Tumor cells and the cancer-associated microenvironment, comprising fibroblast-like cells, extracellular matrix, and inflammatory cells, secrete exosomes between them, allowing for crosstalk that leads to the promotion or inhibition of tumor progression, but the precise mechanism of communication is poorly understood [5], [6]. Mesenchymal stem cells (MSC), clusters of multipotential fibroblast-like cells present in every organ as well as in the tumor stromal microenvironment, have regenerative and protective effects for injured tissues, and inhibit or promote tumor metastasis with their secreted exosomes, but the underlying mechanism is not clearly understood [6]. Potential applications of MSC and their secreted exosomes are currently attracting attention in a number of medical fields, such as oncology, immunology, and radiation therapy [7], [8].

Radiation and drug therapy are currently the main therapeutic tools for a number of diseases. Radiation therapy not only acts on target cells, but also affects the stromal microenvironment. Thus, understanding how radiation affects cellular uptake and the secretion of exosomes between target cells and stromal cells is crucial.
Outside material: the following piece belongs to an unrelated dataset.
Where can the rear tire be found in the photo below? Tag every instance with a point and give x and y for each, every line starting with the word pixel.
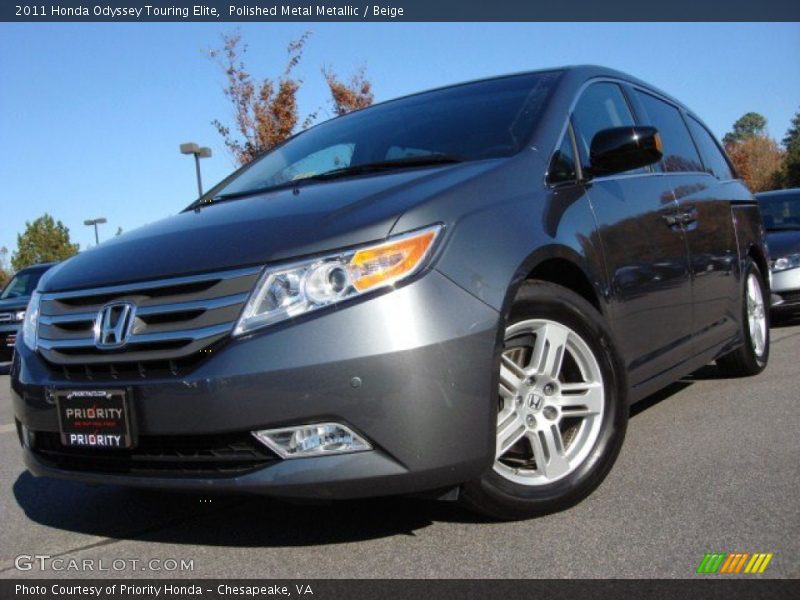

Recent studies of exosome biogenesis revealed that exosomes originate from endosomal proteins involved in membrane transport and fusion in processes requiring heat shock proteins, integrins, and tetraspanins, and that the source of exosomes defines their function [7]. For therapeutic application of exosomes, especially those derived from MSC, the target cells must effectively internalize the exosomes. Several mechanisms of exosome uptake involving their surface molecules have been described and two distinct modes of internalization have been suggested [1]. In monocytes and macrophages, exosome internalization depends on the actin cytoskeleton and phosphatidylinositol 3-kinase regulated by dynamin2, and non-phagocytic cells require an energy-dependent pathway, including caveolae, macropinocytosis, and clathrin-coated vesicles [9], [10]. The effects of radiation on exosome uptake processes, however, remain unknown. More detailed knowledge of the mechanisms of cellular uptake and the effects of radiation on these processes is needed to promote the effective use of exosomes and MSC as potential therapeutic tools. A better understanding of the processes involved will be instructive for modifying exosomes to be preferentially targeted in pathologic conditions by bioengineering. Here, we address several essential questions relating to the basic cellular uptake of exosomes and how radiation regulates that process, with a focus on target cell ligands. Our findings revealed that radiation leads to the colocalization of integrin (CD29) and tetraspanin (CD81) and increases the cellular uptake of exosomes.